"Kate!" he cried, "I will not again ask you to forgive me; but if I do not come back, at least believe that I died more worthily than perhaps I have lived—though neither have I ever lived so as to shame you, even had you seen me at my worst. And, ere I go, give me at least a love-token that I may carry it with me till I die."
Kate's lips parted as though she had somewhat to answer if she would, but she kept a faintly smiling silence instead, and only looked casually about the room. A single worn glove lay on the top of a little cabinet of dark oak. She lifted it and handed it to Wat. The young man eagerly seized the glove, pressed it with quick passion to his lips, and then thrust it deep into the bosom of his military coat. He would have taken the hand which gave him the gift, but a certain malicious innocence in the girl's next words suddenly dammed his gratitude at the fountain-head.
"I have nothing of my own to give," she said, "for I have just newly come off the sea.
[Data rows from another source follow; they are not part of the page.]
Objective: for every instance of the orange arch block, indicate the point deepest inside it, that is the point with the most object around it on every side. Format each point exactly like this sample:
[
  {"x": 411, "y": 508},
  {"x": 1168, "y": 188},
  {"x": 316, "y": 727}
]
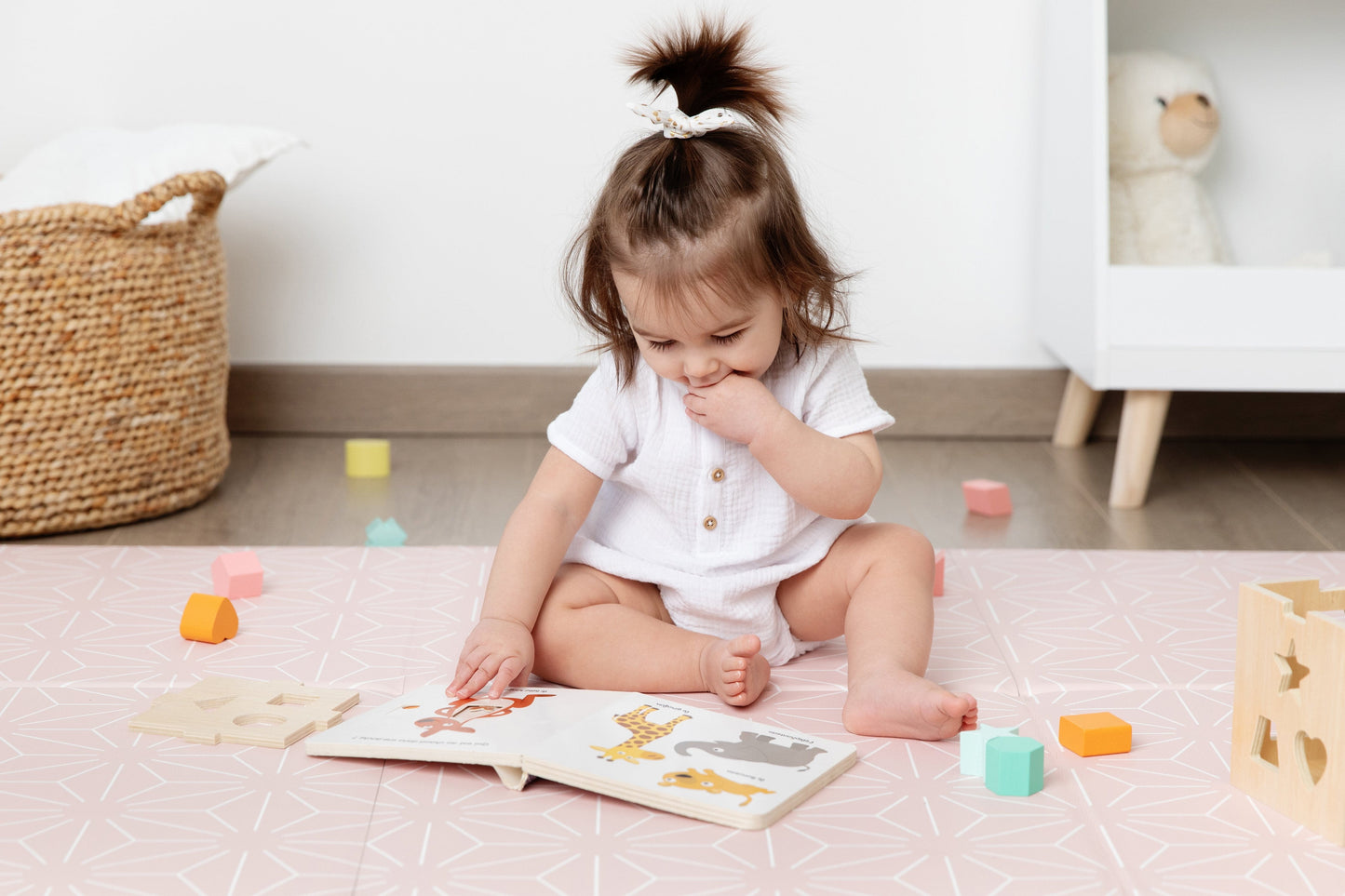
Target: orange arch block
[{"x": 208, "y": 618}]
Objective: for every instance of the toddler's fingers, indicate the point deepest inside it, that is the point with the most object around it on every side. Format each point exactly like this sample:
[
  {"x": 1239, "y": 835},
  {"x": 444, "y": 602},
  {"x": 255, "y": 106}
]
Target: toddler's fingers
[
  {"x": 508, "y": 670},
  {"x": 475, "y": 682}
]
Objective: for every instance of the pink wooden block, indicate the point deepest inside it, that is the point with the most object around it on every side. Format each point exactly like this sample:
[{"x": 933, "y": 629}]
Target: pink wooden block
[
  {"x": 237, "y": 575},
  {"x": 988, "y": 497}
]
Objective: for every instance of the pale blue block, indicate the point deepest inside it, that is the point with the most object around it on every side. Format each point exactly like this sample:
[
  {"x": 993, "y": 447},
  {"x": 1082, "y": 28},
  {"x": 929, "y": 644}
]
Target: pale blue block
[
  {"x": 383, "y": 533},
  {"x": 973, "y": 744},
  {"x": 1015, "y": 766}
]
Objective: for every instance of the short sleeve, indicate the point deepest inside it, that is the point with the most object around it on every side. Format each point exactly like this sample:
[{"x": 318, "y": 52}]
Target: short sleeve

But this glove of Maisie's will mayhap serve as well. Besides which, I heard her say yestreen that she had some time ago lost its marrow in the market-place of Amersfort."
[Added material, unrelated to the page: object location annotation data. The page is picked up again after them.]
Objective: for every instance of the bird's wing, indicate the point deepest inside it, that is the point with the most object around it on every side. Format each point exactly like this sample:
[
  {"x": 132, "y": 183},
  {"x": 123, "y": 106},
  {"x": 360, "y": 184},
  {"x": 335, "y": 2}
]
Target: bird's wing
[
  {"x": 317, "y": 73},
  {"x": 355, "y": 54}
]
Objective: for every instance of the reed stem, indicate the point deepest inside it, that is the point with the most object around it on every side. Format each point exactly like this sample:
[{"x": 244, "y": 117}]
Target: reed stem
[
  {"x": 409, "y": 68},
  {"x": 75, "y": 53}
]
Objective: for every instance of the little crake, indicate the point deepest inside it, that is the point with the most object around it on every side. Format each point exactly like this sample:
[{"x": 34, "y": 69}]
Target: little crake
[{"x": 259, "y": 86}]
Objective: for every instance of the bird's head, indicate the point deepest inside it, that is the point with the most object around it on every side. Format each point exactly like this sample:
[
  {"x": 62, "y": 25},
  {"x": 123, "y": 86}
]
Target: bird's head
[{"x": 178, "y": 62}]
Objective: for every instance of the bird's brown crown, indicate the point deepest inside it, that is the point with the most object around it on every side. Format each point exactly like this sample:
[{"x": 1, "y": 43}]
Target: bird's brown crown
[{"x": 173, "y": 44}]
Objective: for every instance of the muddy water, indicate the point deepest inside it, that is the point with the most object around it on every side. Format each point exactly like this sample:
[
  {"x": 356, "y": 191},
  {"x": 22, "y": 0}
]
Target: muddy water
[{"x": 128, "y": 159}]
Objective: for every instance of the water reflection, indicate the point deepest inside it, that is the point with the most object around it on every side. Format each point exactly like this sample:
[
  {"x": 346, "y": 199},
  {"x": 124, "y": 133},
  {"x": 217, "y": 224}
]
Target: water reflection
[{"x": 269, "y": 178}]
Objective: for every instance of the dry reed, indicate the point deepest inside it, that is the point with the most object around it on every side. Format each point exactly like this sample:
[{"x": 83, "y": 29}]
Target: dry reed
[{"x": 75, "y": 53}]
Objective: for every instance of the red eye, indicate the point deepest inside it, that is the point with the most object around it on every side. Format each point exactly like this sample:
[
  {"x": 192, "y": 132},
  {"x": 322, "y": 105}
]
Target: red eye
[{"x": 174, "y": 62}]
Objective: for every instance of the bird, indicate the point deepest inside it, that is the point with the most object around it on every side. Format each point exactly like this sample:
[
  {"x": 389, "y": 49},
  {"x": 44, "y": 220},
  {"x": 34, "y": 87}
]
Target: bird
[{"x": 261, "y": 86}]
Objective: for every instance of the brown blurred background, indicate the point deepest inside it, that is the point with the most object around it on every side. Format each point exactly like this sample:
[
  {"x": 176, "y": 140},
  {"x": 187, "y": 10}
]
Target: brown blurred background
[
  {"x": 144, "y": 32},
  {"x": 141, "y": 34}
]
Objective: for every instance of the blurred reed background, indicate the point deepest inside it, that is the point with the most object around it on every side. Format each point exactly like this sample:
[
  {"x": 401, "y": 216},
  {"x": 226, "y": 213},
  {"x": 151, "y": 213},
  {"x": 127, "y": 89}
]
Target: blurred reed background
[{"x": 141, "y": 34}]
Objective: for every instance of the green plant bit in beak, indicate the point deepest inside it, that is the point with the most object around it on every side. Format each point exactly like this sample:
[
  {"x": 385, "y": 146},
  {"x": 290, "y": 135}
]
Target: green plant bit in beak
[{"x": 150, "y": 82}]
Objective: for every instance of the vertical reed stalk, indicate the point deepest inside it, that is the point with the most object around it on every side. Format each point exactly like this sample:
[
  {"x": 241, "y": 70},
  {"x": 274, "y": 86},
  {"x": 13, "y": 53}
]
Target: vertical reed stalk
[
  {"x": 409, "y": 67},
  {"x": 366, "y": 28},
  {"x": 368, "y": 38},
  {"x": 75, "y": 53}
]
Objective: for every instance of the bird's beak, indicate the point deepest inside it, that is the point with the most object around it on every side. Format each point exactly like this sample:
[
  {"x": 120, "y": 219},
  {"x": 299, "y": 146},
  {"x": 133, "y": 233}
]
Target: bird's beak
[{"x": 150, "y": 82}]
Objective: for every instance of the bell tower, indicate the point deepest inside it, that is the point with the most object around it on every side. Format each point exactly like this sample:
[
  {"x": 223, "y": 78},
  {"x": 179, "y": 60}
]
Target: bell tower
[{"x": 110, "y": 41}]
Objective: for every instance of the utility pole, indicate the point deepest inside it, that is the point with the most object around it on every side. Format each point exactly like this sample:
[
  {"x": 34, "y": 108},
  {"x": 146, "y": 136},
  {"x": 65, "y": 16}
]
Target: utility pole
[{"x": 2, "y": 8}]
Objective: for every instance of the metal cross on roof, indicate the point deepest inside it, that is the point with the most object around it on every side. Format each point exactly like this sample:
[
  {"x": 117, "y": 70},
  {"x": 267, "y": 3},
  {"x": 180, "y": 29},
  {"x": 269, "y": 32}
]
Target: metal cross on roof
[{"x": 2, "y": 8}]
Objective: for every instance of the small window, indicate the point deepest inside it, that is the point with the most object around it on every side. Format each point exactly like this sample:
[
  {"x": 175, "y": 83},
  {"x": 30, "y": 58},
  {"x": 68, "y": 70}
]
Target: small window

"'I WILL TAKE MY OWN LOVE-TOKEN'"
With a fierce hand Wat Gordon tore the glove from his bosom and threw it impulsively out of the window into the canal. Then he squared his shoulders and turned him about in order to stride haughtily and indignantly from the room.
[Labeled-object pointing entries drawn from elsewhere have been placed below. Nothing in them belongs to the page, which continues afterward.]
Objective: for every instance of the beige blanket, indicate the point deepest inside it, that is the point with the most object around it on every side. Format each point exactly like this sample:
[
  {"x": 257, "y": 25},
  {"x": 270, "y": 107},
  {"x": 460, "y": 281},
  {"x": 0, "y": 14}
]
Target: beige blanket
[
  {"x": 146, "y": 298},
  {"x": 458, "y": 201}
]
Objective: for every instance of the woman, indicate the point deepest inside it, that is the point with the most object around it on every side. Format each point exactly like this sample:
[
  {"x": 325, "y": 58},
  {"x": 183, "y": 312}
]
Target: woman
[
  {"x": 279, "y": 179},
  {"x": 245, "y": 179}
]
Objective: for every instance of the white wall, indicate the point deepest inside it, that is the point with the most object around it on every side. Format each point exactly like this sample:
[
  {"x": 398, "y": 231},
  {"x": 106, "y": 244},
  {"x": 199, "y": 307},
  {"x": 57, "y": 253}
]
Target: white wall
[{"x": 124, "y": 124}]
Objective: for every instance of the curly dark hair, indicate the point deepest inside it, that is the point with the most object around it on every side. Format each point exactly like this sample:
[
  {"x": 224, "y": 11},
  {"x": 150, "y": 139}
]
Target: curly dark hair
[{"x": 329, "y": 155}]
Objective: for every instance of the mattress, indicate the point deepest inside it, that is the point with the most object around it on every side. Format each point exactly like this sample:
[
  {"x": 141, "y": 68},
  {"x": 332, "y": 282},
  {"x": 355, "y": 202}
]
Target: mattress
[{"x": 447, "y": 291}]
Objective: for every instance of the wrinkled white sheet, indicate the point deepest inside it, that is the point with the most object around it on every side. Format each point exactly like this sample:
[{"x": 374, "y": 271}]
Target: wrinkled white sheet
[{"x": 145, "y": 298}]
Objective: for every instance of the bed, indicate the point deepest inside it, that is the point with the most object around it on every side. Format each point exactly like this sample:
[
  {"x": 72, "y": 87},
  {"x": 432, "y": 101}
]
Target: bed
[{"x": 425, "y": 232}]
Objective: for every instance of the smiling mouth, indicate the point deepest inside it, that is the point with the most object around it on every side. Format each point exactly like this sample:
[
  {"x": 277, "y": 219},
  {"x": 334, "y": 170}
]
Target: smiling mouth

But even as he went he saw a quaintly subtle amusement shining in the girl's eyes—laughter made lovely by the possibility of indignant tears behind it, and on her perfectest lips that quick petulant pout which had seemed so adorable to him in the old days when he had laid so many ingenious snares to bring it out. Wat was intensely piqued—more piqued perhaps than angry. He who had wooed great ladies, and on whom in the ante-chambers of kings kind damsels all too beautiful had smiled till princes waxed jealous, was now made a mock of by a slim she-slip compact of mischievous devices. He looked again and yet more keenly at the girl by the window. Certainly it was so. Mischief lurked quaintly but unmistakably under the demure, upward curl of those eyelashes. A kind of still, calm fury took him, a set desperation like that of battle.
"I will take my own love-token," he cried, striding suddenly over to her.
And so, almost but not quite, ere Kate was aware, he had stooped and kissed her.
Then, in an instant, as soon indeed as he had realized his deed, all his courage went from him. His triumph of a moment became at once flat despair, and he stood before her ashamed, abject as a dog that is caught in a fault and trembles for the lash.